Vincent Van Gogh, um dos artistas mais celebrados do mundo, nunca escondeu o seu amor pela arte japonesa, sua maior fonte de inspiração. Em uma carta para seu irmão ele afirma: "Todo o meu trabalho é inspirado de alguma forma pela arte japonesa".
O Japão para ele era não só uma fonte de inspiração criativa mas um lugar mágico e místico, um paraíso utópico de flores e mulheres de quimono, banhado por um sol que trazia a beleza do mundo à tona, onde o sentimento religioso, a imersão no mundo natural e a criação artística se juntavam e formavam uma forma diferente de se viver.
Quando o Japão se abriu para o mundo em 1850, depois de 200 anos de isolação auto-imposta, vários itens começaram a ser vendidos nos mercados europeus e uma verdadeira febre por todas as coisas japonesas nasceu. Porcelanas, guarda-sóis, leques e objetos de arte eram adorados pelos franceses, que gostavam de decorar seus ambientes à moda japonesa.
Junto desses e de outros objetos, os mercadores trouxeram os prints de artes japonesas Ukiyo-E, a 'arte do mundo flutuante', e logo eles viraram fonte de inspiração para os artistas impressionistas de Paris. Édouard Manet, Claude Monet e Edgar Degas, entre outros, estudaram Ukiyo-E. Todos começaram a colecionar os prints e em 1872 já havia sido cunhado o termo 'Japonisme' para descrever a influencia da arte e design japoneses nas artes visuais ocidentais.
"Pense nisso, se o que os japoneses nos ensinam não é quase uma nova religião, ser tão simples e viver com a natureza como se eles mesmos fossem flores? Não poderíamos estudar a arte japonesa, me parece, sem nos tornarmos muito mais felizes e animados, e ela nos traz de volta a natureza, apesar de nossa educação e de nossos trabalhos em um mundo de convenções".
Vincent Van Gogh em uma carta para seu irmão, 23 ou 24 de Setembro de 1888
Van Gogh só os descobriu em 1885, quando morava na cidade belga de Antuérpia e comprou alguns prints de Ukiyo-E, que pendurou nas paredes de seu estúdio.
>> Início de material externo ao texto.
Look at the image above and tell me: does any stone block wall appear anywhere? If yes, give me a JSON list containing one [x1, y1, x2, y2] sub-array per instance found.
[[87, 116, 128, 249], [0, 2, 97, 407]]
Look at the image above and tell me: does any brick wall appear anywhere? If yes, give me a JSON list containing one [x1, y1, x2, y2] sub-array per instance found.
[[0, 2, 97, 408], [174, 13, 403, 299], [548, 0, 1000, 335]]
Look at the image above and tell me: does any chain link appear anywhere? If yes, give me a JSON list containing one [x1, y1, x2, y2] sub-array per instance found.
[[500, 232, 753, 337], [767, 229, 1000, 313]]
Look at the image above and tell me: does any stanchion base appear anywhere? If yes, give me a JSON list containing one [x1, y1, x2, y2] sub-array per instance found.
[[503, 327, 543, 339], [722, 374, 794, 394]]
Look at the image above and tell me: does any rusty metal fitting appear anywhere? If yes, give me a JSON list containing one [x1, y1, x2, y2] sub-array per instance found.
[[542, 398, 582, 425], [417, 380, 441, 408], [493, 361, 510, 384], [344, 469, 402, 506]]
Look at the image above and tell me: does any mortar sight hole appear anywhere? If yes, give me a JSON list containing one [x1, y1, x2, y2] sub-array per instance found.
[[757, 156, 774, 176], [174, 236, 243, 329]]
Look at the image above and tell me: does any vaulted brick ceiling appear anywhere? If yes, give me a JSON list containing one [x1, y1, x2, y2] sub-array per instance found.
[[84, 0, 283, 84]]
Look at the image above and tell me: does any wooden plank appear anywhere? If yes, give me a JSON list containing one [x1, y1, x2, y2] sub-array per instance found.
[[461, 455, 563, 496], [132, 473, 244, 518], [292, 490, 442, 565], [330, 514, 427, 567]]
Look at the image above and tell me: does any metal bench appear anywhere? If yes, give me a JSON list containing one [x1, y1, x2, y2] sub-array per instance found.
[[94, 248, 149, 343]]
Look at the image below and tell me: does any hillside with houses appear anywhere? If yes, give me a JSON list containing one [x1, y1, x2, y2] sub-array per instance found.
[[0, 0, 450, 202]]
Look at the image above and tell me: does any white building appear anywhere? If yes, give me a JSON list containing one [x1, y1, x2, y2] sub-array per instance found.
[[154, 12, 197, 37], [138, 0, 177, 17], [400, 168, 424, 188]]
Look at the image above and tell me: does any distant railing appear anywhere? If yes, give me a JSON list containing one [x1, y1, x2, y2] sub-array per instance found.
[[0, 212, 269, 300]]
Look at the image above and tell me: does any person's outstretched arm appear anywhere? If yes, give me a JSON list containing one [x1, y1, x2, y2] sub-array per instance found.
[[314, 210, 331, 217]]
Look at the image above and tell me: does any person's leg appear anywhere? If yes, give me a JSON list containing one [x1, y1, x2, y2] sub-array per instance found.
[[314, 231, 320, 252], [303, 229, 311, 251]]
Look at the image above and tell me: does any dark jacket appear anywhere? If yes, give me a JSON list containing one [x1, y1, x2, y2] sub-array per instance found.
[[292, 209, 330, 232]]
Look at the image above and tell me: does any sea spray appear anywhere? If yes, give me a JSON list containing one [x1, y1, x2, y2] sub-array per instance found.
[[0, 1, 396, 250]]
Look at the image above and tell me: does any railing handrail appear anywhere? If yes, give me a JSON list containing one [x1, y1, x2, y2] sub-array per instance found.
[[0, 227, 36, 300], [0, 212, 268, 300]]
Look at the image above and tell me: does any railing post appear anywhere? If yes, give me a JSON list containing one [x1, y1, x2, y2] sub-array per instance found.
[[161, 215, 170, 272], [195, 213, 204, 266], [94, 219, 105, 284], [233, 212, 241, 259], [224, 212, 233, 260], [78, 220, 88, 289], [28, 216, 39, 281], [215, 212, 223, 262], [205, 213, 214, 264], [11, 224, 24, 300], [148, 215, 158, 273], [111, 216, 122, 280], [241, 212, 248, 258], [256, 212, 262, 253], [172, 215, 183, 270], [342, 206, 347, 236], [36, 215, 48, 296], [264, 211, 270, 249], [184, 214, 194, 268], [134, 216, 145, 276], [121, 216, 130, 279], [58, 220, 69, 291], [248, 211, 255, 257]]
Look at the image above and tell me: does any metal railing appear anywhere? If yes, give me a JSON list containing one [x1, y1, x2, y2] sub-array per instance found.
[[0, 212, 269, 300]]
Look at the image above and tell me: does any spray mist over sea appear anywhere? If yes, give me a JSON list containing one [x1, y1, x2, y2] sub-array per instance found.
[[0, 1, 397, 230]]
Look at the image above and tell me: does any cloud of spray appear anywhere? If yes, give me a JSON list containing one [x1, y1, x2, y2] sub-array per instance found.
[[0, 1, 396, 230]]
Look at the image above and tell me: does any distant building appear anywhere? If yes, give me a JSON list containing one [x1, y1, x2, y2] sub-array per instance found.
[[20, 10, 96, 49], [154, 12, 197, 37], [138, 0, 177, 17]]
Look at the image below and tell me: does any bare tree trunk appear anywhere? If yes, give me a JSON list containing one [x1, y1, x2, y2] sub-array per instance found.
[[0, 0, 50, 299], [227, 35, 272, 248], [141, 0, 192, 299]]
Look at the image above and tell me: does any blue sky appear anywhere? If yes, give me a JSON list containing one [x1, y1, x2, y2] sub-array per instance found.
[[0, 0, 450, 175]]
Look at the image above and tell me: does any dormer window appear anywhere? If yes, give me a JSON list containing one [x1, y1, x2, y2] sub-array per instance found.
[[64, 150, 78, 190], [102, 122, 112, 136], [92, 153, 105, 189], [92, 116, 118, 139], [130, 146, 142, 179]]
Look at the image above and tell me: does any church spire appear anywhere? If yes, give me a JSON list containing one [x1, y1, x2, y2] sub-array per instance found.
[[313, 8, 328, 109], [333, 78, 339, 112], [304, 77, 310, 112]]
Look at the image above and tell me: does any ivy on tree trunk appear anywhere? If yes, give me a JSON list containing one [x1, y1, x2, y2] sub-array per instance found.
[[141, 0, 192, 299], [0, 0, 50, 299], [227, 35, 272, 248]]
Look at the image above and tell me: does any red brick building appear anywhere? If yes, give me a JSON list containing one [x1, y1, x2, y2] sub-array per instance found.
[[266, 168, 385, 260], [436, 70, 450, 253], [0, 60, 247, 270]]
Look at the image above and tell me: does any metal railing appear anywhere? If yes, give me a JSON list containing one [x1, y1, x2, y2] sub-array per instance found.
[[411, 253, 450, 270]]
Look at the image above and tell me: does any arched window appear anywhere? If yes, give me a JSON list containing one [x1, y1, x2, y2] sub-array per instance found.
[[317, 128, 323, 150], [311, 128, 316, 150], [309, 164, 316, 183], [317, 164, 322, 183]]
Quando se mudou para Paris em 1886 passou a colecionar prints, comprando mais de 600. Considerava-os modelos de expressão artística pura, "A arte japonesa é como a dos primitivos, como a dos Gregos, como os velhos holandeses, Rembrandt, Potter, Vermeer etc... ela nunca termina".
Primeiro ele fez algumas cópias dos prints e logo a inspiração dos Ukiyo-E se via por toda a sua arte. O uso do vazio no meio das composições, o alargamento de objetos no fundo e a técnica de excluir o horizonte e cortar abruptamente os elementos da borda da pintura. Vincent era atraído por esses efeitos visuais distintos, pela abundância de cores fortes, pelos objetos cotidianos e a atenção aos detalhes da natureza e pela atmosfera idílica.
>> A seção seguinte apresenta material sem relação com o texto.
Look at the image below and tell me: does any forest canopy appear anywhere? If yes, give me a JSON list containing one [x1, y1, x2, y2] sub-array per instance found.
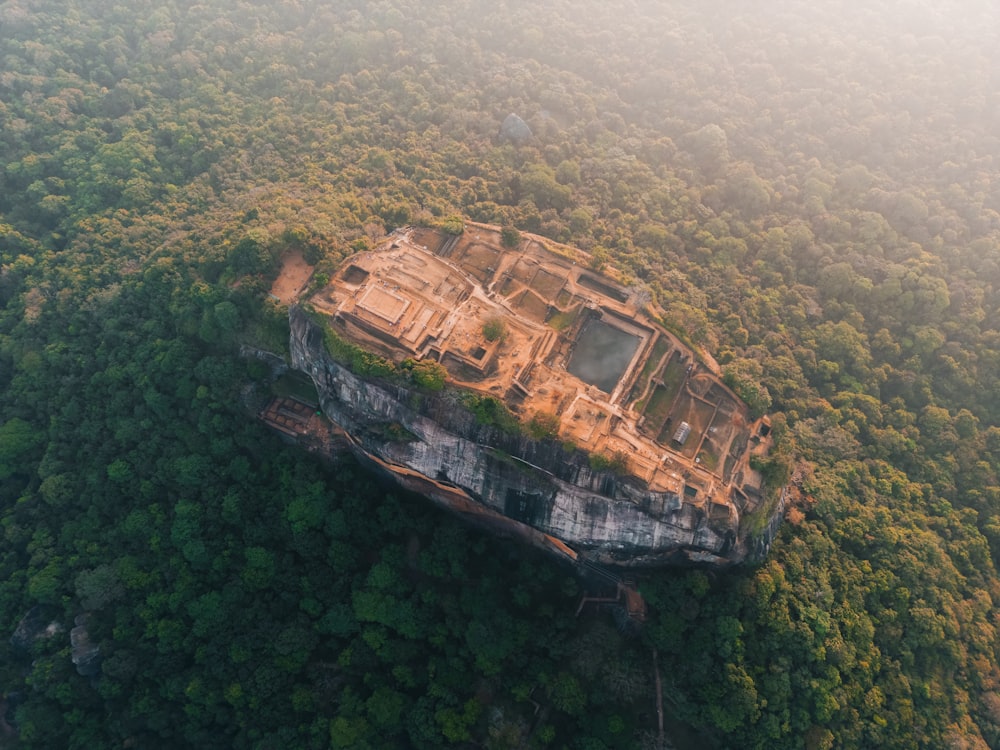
[[0, 0, 1000, 750]]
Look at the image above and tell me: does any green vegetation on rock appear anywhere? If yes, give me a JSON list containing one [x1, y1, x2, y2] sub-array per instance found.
[[0, 0, 1000, 750]]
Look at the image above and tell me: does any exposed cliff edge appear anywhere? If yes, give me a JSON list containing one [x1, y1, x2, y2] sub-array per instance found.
[[289, 306, 782, 565]]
A influência da arte japonesa foi tão forte que Van Gogh passou a acreditar que sua arte precisava de uma atmosfera similar a do Japão, na natureza, no sol e na forma de viver. Escolheu Arles no sul da França, que considerava a região mais próxima da visão que ele tinha do Japão e três meses depois ele dizia em uma carta ao irmão que "Depois de um tempo sua visão muda, você começa a ver as coisas com um olhar japonês, a sentir as cores de uma forma diferente".
Criou uma colônia para artistas e mandou aos seus amigos Paul Gauguin e Emile Bernard um auto-retrato seu com o cabelo raspado e o olhar sereno de um monge budista, um "bonze" como ele colocou em uma carta a Paul Gauguin, "um simples adorador do Buda eterno".
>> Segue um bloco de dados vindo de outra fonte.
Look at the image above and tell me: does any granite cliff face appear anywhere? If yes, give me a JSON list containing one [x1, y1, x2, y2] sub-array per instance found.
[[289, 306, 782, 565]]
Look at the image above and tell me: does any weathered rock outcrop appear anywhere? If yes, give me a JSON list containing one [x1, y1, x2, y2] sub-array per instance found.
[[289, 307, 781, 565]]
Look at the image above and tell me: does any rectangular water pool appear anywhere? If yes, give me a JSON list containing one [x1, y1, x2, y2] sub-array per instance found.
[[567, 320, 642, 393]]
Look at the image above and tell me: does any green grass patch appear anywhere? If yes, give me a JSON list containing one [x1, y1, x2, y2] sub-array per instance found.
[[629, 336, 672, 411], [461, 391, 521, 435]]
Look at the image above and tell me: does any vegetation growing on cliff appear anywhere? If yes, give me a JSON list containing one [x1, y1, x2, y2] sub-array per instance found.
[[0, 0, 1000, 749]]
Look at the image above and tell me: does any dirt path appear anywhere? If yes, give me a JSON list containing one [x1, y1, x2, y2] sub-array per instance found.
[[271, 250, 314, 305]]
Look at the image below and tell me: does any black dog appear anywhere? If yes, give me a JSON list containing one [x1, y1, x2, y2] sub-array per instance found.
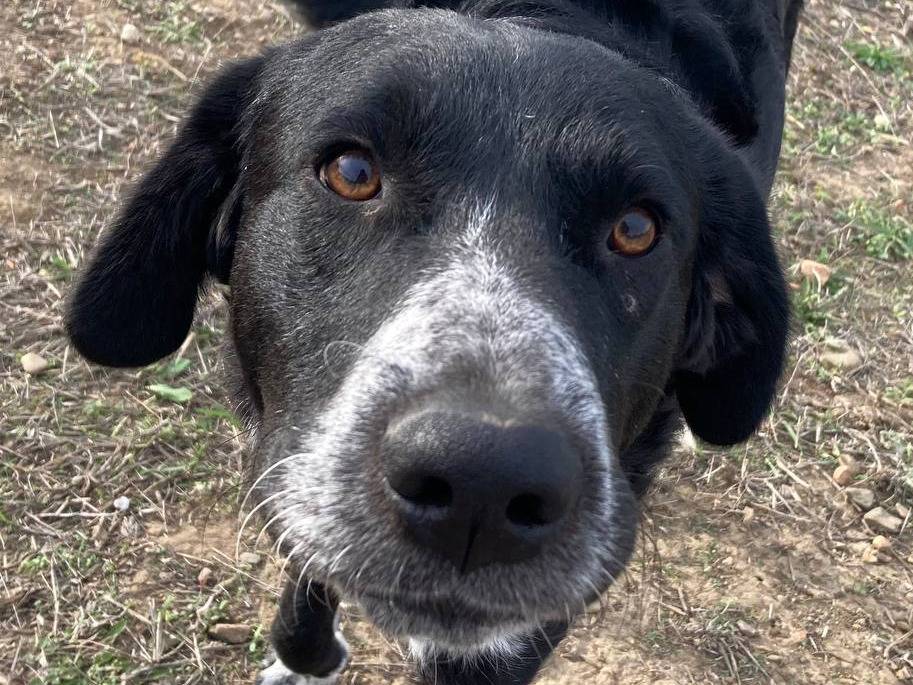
[[67, 0, 800, 685]]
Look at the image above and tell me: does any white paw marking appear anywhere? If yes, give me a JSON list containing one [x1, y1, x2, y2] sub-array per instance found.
[[257, 630, 349, 685]]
Van Gogh sempre usou a natureza como ponto principal de sua arte e reconheceu o mesmo na arte japonesa. Ao mesmo tempo através dos Ukiyo-E ele teve achou a inspiração para se modernizar. Vincent sempre procurou criar uma arte moderna de uma forma primitiva, natural. Os prints japoneses, com suas cores expansivas e sua estilização lhe mostraram o caminho, mantendo a natureza como ponto principal. Foi uma combinação ideal.
Seu sonho de viver em comunhão com a natureza e entre artistas não deu muito certo, apenas Paul Gauguin foi morar com ele, inspirando-o a pintar mais pela sua imaginação e de forma mais estilizada, em sua visão uma pintura não deveria ser uma fotografia.
O relacionamento dos dois foi tumultuoso e após uma acalorada discussão Van Gogh cortou a sua própria orelha, pintando o famoso auto-retrato com a orelha enfaixada.
E mesmo no seu pior momento, fez questão de pintar o seu print de Ukiyo-E favorito ao fundo, com suas gueixas e flores, um retrato da paz que tanto procurou sem nunca encontrar.